Nach Ansicht von Johannes Vogel ist das Thema Normensetzung noch nicht ausgeschöpft.  „Warum nicht Plastik in Europa komplett verbieten und Erdölpreise massiv anheben?“, fragte er in die Runde. Hier würden immer noch falsche Anreize gesetzt. Aus Sicht von Anne Lamp sind die Märkte hier durchaus bereits in Bewegung. „Alle wollen weg von Kunststoffen, die neuen Regularien drücken und die Industrie ändert ihre Nachfrage“, so Lamp. Karliczek erwiderte, sie sei kein Freund von Verboten durch die Politik. Doch über höhere CO2-Preise steige der Innovationsdruck. „Die Transformation geht über die Wirtschaft. Aber neue Geschäftsmodelle haben eben auch eine längere Anlaufzeit“.

Anne Lamp plädierte für mehr Förderprogramme für die Skalierung von Prozessen in den Industriemaßstab. „Wir brauchen vernetzte Plattformen für eine konkrete Zusammenarbeit von Akteuren aus Wirtschaft und Wissenschaft“, so Lamp. Wichtig seien auch politische Roadmaps, die innovativen Akteuren Planungssicherheit geben können.

In der Runde war man sich einig, dass sich das komplexe Thema Bioökonomie besonders über anschauliche Beispiele vermitteln lässt. Iris Lewandowski sagte, die Aktivitäten im Wissenschaftsjahr empfinde sie nur als Anfang der Wissenschaftskommunikation. „Wir dürfen damit jetzt nicht aufhören und müssen den Dialog zur Bioökonomie aufrecht erhalten.“ Anne Lamp machte sich für ein systemisches Denken stark. „Wir müssen das Gesamtkonzept von Bioökonomie-Innovationen im Blick haben. Dafür brauchen wir klare Positionen der Politik, Wissenschaft und Wirtschaft müssen es gemeinsam umsetzen.“

Rückblick und Ausblick auf das Wissenschaftsjahr 2022

Karliczek betonte zum Ende der Diskussion, wie sehr ihr das Thema Wissenschaftskommunikation in ihrer Amtszeit am Herzen gelegen habe. Auch bei der Übergabe an ihre Nachfolgerin werde sie sich noch einmal dafür einsetzen. Bei dem Digitalevent gab es zudem noch einmal einen Rückblick auf die Projekte des Hochschulwettbewerbs. Dieser Beitrag auf wissenschaftsjahr.de fasst die Prämierung zusammen.

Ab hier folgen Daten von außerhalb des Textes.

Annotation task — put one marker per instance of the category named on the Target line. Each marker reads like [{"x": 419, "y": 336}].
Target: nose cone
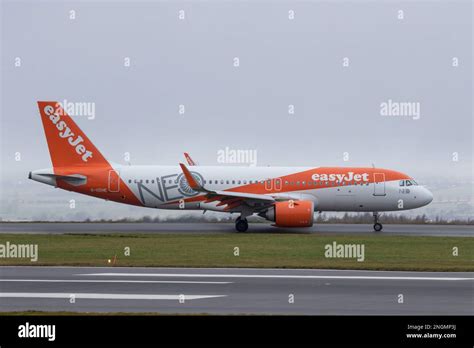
[{"x": 425, "y": 196}]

Den offiziellen Abschluss des Wissenschaftsjahres Bioökonomie markierte die Staffelübergabe an die Organisatoren des nächsten Wissenschaftsjahres 2022 „Nachgefragt!“, repräsentiert durch den Präsidenten der FU Berlin, den Mathematiker Günther Ziegler. Diesmal steht kein Thema im Fokus, sondern alle Fragen der Bürgerinnen und Bürger. Vom 14. Januar bis zum 15. April haben zunächst alle Interessierten die Möglichkeit, im Rahmen des sogenannten IdeenLaufs Fragen für die Wissenschaft zu stellen.